We also have to factor into our modelling other things, like we're still seeing cases in returned travellers. Our quarantine measures have been effective, but we have seen positives in people in the quarantined hotels. We have to be sure we've got enough tests to be able to test broadly, and we have to have public health mechanisms to make sure we can quarantine and isolate cases. And we're now starting to see, in the modelling data, the true impact of the wonderful uptake by the Australian community of social distancing and general hygiene measures. Some of those measures, I think, will stay with us all forever, even when this is over. I think the new approach to hand hygiene, personal hygiene, has probably changed the way a lot of us think. And that's fantastic. But we're seeing the impact of these measures in the disease now, and we will start to be able to produce and share with the public the models of what future potential scenarios in Australia are. As the Prime Minister said, we're not in any way out of trouble at the moment, but we are in a relatively strong position to keep the pressure on, make sure we're well-prepared, and plan our next approach in dealing with this virus. But the most important message from this model is we know that the tools we are using do work, and we can scale them up and down as necessary, and the data we have so far suggests that they are working. So, I'll stop there. Thank you, Prime Minister.

PRIME MINISTER: Thank you, Brendan. Just before I go to questions, and I'll just start here and move across the room, if that's alright. I also want to draw people's attention to the simple procedures that Safe Work Australia have set out. You can access this at This deals with where there may be a suspected case of COVID-19 at work. There are seven simple steps - isolate the person from others. Secondly, ring the national COVID-19 hotline. Three, ensure the person has transport to their home or to a medical facility. Four, clean the area where the person was working. Five, identify others who had close contact with that person in the previous 24 hours and before that infected person started showing symptoms. And, six, clean the area where those others also were working. And, seven, to review the risk management controls relating to COVID-19. Now, there are more details. But I understand there has been some need for further information on that. And we were getting feedback that people weren't quite sure what to do, and may have been getting conflicting advice. If you go to, that will give you instructions. So we’ll start right over here on the side and then go to you, Michelle.

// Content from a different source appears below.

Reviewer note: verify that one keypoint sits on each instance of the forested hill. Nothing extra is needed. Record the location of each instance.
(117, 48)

JOURNALIST: A question for the Chief Medical Officer, in the modelling that you do have, is there any kind of indication of when you would actually start relaxing some of those social distancing measures? Or will that be when you actually get the Australian modelling?

PROFESSOR BRENDAN MURPHY, CHIEF MEDICAL OFFICER: I think the latter. I think that modelling was really just to look at whether we've got the tools and the capacity. What we do next in Australia will very much depend on our real-time Australian data. And that's too early to say yet.

JOURNALIST: As you have a relatively limited number of cases, what are the advantages of trying to eliminate the virus altogether?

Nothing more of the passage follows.